Wiecznie nabzdyczona główna bohaterka, która zdradziwszy, ciągle sztorcuje ukochanego bardzo drażni. Bo dlaczego on w ogóle ma pretensje? Przecież ona czuje się samotna. Zachowanie owego gościa, policjanta, kompletnie niewiarygodnie. Miota się jak nastoletnia dziewoja. Pierwsze dwa odcinki bardzo dobre, potem się posypało. Tennant świetny. Ładne zielone pagórki. Nie zobaczysz, nic nie stracisz.
Cóż. Winien był mąż. Wiedząc, że żona go zdradza, zagroził, że nigdy nie dostanie dzieci, potem zaaplikował im i żonie insulinę, na końcu sobie, a że miał ją w sobie krócej, przeżył. Przed tym jednak zadzwonił do matki, która zeznała to na policji. Zatem bez sensacji.
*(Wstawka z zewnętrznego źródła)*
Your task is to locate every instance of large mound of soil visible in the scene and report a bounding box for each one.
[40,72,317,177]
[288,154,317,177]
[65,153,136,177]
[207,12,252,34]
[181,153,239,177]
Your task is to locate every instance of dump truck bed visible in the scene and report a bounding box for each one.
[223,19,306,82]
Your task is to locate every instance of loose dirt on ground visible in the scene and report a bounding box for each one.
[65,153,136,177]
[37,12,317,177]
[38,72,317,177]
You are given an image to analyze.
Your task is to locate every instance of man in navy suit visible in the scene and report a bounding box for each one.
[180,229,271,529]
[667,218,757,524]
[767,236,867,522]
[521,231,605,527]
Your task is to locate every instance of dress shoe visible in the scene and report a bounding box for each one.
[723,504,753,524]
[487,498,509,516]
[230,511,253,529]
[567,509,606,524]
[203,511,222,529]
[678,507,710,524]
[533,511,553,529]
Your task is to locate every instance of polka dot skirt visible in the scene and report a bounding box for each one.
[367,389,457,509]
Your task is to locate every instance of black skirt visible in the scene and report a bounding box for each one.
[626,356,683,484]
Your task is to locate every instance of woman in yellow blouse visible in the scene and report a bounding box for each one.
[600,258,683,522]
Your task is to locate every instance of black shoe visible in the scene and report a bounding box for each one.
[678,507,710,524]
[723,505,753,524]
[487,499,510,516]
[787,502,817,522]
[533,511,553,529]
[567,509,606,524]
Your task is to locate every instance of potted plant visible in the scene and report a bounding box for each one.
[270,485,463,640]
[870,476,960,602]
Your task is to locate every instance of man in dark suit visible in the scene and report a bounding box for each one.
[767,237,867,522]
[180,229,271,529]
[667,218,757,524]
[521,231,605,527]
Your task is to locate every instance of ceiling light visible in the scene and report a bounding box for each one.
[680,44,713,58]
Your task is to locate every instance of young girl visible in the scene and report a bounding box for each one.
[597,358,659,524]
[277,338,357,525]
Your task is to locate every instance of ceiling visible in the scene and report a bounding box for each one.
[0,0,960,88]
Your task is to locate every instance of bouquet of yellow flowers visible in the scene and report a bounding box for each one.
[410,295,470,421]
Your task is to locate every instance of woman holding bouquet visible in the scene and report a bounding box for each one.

Prosta oczywistość.
Jego żona go nie zdradzała, zabił ją po tym, jak dowiedział się, że ona zamierza się z nim rozwieść.
nazbyt kobiecy? a co, za mało facetów? za mało big-dick energy?
Serial nie jest powalający, ale to nie kobiety w nim są problemem a średnie ułożenie chronologii w scenariuszu.